(Taiwan, ROC) -- Kandidat calon presiden Taiwan dari Partai Progresif Demokratik (DPP), Lai Ching-te (賴清德) bersama dengan kandidat calon wakil presiden Hsiao Bi-khim (蕭美琴) memberikan pidato kemenangannya pada hari ini (13/1) pukul 20:30. Lai Ching-te menyampaikan, bahwa dirinya telah menerima telepon ucapan selamat dari lawan-lawannya, kemudian memberikan ucapan selamat untuk kemenangan kursi legislatif, serta harapan untuk bekerja sama di masa depan.
Dalam pidatonya, Lai Ching-te menyampaikan bahwa Pemilu Presiden dan Wakil Presiden ke-16 serta Pemilu Legislatif ke-11 telah dilaksanakan dengan sukses. Ia berterima kasih pada masyarakat Taiwan yang telah menorehkan sejarah baru dan menunjukkan kepada dunia bahwa mereka menghargai sistem demokrasi. Hal ini merupakan kegigihan di mana semua orang pantang menyerah. Ia berterima kasih kepada pihak lawan yang telah memperlihatkan sikap demokratis. Ia juga memberikan ucapan selamat bagi Kuomintang (KMT) dan Partai Rakyat Taiwan (TPP) yang mendapatkan kemenangan kursi di Yuan Legislatif. Ia berharap untuk bersatu dan bekerja sama di masa depan.
Ia menyampaikan, bahwa Pemilu Taiwan merupakan pemilu dunia di tahun 2024 yang paling menarik perhatian. Taiwan telah mendapatkan kemenangan pertama dari kubu demokrasi. Kemenangan ini memiliki 3 hal yang signifikan, pertama, Taiwan memberi tahu dunia, bahwa antara demokrasi dan otoritarianisme , Taiwan memilih untuk berdiri di kubu demokrasi. Republik Tiongkok (Taiwan) dan aliansi sekutu internasional akan berjalan beriringan.

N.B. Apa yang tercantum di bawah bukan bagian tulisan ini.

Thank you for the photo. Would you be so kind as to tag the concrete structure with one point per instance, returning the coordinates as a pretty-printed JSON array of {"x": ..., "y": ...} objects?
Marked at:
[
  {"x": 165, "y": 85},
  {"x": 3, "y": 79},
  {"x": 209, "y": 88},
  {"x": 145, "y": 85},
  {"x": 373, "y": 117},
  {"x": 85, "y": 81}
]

Kedua, masyarakat menggunakan tindakan untuk menolak intervensi kekuatan eksternal, karena semua orang percaya bahwa "mereka memilih presidennya sendiri". Ketiga, Lai menyampaikan, bahwa dari ketiga kandidat, pasangan Lai dan Hsiao menerima dukungan terbanyak, dan ia menyampaikan bahwa negaranya berada di jalur yang benar, serta tidak akan berbalik atau melihat ke belakang.
Surat suara Pemilu Presiden dan Wakil Presiden Taiwan ke-16 dibuka hari ini. Berdasarkan data statistik Komisi Pemilihan Umum Taiwan (CEC), hingga pukul 20:20, kandidat calon presiden dan wakil presiden dari DPP Lai Ching-te dan Hsiao Bi-khim terus memimpin dengan perolehan 5.430.397 suara (40,1%). Pasangan Ke Wen-je dan Cynthia Wu serta Hou Yu-ih dan Jaw Shaw-kong telah mengumumkan kekalahan mereka.